Desta vez, eu iria fazer de tudo para convencer meu marido para que o parto de nosso bebê fosse domiciliar. Apesar de ter tido um parto satisfatório da primeira vez, não gostei do ambiente hospitalar e não queria repetir essa experiência novamente. Mais ainda: após o nascimento do Gabriel, eu havia baixado meu plano da Unimed, que desta vez só cobria exames e consultas, estando um parto fora de cobertura. Só me restavam duas opções nada atraentes: SUS ou particular. Já que era para pagar, preferia pagar para ter meu bebê em casa, longe do hospital, se tudo corresse bem.
Ao chegar no consultório do obstetra para contar a novidade, ele já sabia, pois havia lido minha mensagem para a lista de discussão à qual sou associada contando de minha gravidez, notícia que se espalhou como fogo. Conversamos muito e falei que desta vez eu queria o parto domiciliar e que pretendia convencer meu marido para tal.

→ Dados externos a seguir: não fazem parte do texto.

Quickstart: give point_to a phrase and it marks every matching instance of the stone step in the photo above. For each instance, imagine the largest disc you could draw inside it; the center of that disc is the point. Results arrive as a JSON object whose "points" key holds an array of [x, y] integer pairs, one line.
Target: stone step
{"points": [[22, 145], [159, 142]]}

A gravidez transcorreu normalmente até a 7ª semana, quando começaram os famigerados enjôos e vômitos violentos. Vomitava dez vezes por dia, não conseguia comer nada, repugnei carne, leite e frango e muitos alimentos de origem animal. Meu pesadelo recomeçara, como na primeira gravidez, porém em quantidade e intensidades maiores. Tentei trabalhar nesse período, mas os vômitos repetidos não me permitiam, tive que me afastar por mais de três semanas. Fiquei tão fraca, que passava os dias deitada, sem forças, pois além de não comer nada, vomitava qualquer coisa que estivesse no estômago, mesmo que fosse somente água. Meu chefe foi extremamente compreensivo e me disse para não me preocupar, que ficasse em casa o tempo necessário para me recuperar. Durante esse período, pensei seriamente em virar vegetariana, pois não conseguia comer qualquer alimento de origem animal. Esse pesadelo durou até a 20ª semana, quando os enjôos e vômitos finalmente cessaram e eu pude voltar a me alimentar normalmente.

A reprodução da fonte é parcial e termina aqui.